Releio Eucanaã para reencontrar Eucanaã, e para me reencontrar com trinta anos a menos.
Leio e releio Eucanaã sem saber se Eucanaã pertence a este ou àquele grupo literário, a este movimento ou a esta vanguarda. Se a sua poesia é devedora desta ou daquela influência. Leio Eucanaã sem querer explicá-lo, encaixá-lo, classificá-lo, controlar sua reaparição. Por exemplo:
O OVO
O ovo é seu próprio ninho
ele próprio morador e casa
pilotis e teto
de si mesmo habitante e arquiteto
Não direi que a sua poesia é inútil ou hermética, banal ou ingênua, existencialista ou pós-moderna, anacrônica ou intemporal. Não me incomoda perceber ecos de João Cabral de Melo Neto ou de Clarice Lispector na poesia de Eucanaã. Aliás, sei que leu Cabral e Clarice. E que eles o influenciaram. Mas leitura de poesia é mais do que a busca de pais e mães para o poema órfão. Assim como o ovo, um poema é a construção e seu morador, ao mesmo tempo.
Todo poema é um ovo, desenhado, delimitado. O que faremos? Observá-lo, contemplar sua forma, saborear seus sons. A rima teto/arquiteto agrada o ouvido e a visão. Vejo o teto dentro do arquiteto. Ouço o arquiteto arquitetando o teto.
Poesia é como este ovo, mas algo mais a poesia promete. Sei que a palavra “ovo” é um palíndromo, o mais simples – OVO de trás para frente, de frente para trás. A forma perfeita e suficiente. E ao mesmo tempo é princípio da vida: todos viemos do ovo, do óvulo. Eucanaã e eu, poeta e leitor nesse reencontro, vamos conversando de novo, como fazíamos há 30 anos, na faculdade.
Começo a suspeitar que o título é um desenho. Contemplo o artigo O antes da palavra OVO. Vejamos com atenção o O. Esse O mais parece um ovo do que uma letra, mais parece um ovo do que um objeto da gramática. O desenho de um ovo precede a palavra OVO.
A terra prometida
Em outro poema seu, Eucanaã escreve sobre a arte de escrever:
FORMA
Palavras, arrumá-las
de tal jeito
– cilada –
que se possa
apanhar com elas
um sentimento que passa.
Outra promessa da poesia: captar, capturar o invisível com as palavras. Leitura de poesia, em voz alta, requer malícia teatral. A palavra “cilada”, entre dois travessões, simula um artefato que, subitamente, aprisiona o sentimento que passa. Como ler a palavra “cilada” isolada no verso. Isso é puro e delicado aprendizado!

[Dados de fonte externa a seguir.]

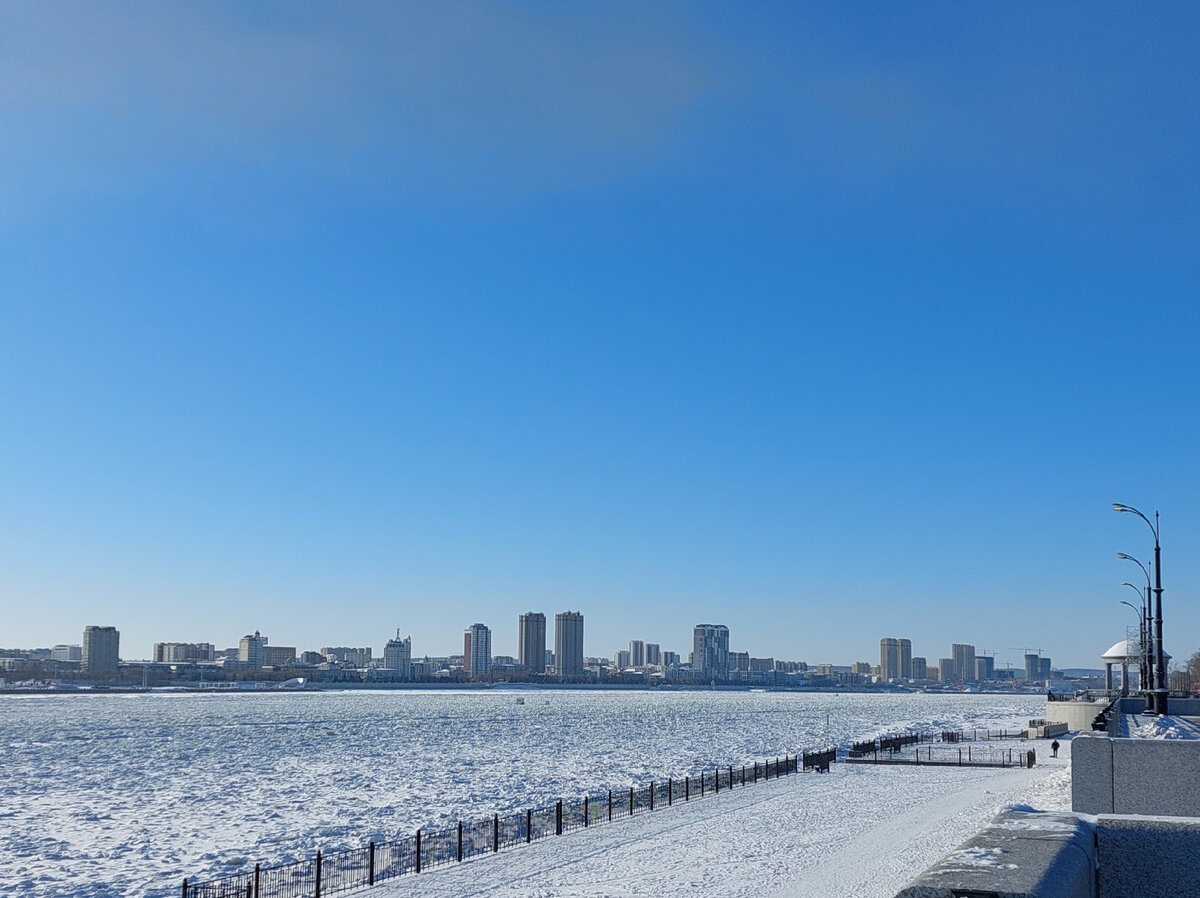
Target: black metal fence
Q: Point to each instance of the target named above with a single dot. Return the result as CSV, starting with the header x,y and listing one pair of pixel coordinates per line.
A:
x,y
942,755
361,867
885,744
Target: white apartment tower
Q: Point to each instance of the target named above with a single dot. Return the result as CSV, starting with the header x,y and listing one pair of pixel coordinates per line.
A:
x,y
532,641
477,651
100,651
895,659
569,644
397,654
711,651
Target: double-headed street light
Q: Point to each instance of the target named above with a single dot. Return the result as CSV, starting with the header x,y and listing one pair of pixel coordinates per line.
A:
x,y
1147,645
1141,646
1159,690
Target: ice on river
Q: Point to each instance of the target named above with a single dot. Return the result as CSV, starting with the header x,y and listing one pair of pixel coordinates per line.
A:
x,y
125,795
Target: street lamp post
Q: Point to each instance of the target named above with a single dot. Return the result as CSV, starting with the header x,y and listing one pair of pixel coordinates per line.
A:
x,y
1144,659
1141,654
1149,642
1159,665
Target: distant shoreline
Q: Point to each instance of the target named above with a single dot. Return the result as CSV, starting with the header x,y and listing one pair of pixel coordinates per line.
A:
x,y
258,688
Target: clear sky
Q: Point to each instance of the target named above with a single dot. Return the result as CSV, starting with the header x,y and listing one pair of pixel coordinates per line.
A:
x,y
828,322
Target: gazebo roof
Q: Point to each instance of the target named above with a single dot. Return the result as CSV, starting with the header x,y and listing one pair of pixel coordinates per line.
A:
x,y
1127,650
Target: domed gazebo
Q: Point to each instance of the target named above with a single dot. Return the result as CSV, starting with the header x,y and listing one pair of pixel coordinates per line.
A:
x,y
1126,652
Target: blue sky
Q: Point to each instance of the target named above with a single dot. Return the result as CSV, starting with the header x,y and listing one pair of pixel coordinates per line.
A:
x,y
828,322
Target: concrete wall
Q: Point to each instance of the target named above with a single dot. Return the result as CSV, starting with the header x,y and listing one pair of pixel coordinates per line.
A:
x,y
1051,855
1152,777
1149,857
1018,855
1077,714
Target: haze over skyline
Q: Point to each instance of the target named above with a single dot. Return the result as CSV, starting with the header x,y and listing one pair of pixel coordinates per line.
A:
x,y
827,323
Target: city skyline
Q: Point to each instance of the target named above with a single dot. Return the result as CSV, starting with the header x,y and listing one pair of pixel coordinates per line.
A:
x,y
340,318
895,656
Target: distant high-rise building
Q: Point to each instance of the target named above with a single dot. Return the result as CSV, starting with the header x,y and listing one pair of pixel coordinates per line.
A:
x,y
532,641
252,650
985,668
477,651
66,653
184,652
569,644
100,652
895,659
397,656
281,656
1032,668
636,653
711,651
964,662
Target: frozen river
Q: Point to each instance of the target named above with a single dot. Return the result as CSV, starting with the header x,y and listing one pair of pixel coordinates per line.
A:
x,y
125,795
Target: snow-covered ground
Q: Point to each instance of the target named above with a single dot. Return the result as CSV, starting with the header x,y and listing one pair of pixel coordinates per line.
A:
x,y
1150,726
858,832
125,795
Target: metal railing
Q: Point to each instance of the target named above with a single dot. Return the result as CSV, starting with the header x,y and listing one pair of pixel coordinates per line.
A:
x,y
379,861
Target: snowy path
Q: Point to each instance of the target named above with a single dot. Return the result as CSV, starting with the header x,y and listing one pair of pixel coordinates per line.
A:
x,y
859,831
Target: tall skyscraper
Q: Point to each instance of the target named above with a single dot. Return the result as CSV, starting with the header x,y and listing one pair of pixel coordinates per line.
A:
x,y
711,651
569,644
895,659
100,652
1032,668
636,653
252,650
532,641
985,668
477,651
397,654
964,660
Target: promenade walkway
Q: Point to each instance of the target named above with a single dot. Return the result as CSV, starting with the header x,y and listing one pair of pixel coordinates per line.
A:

Todo sentimento passa. Vira passado. A forma poética é uma forma de caçar o que já virou passado. Eucanaã volta, está aqui de novo, conversando comigo. Voltamos ao tempo da faculdade. Lembrarei necessariamente dos nossos professores, todos eles poetas secretos, leitores apaixonados. Voltamos no tempo. Tempo que passa. Tempo que volta.
Eucanaã (ele próprio se decifrou num poema) tem dentro do seu nome uma terra prometida – Canaã. A poesia promete a imortalidade, promete o paraíso, a vida perfeita, promete a rima e o ritmo, a palavra escolhida com cuidado, a imagem desenhada e exata.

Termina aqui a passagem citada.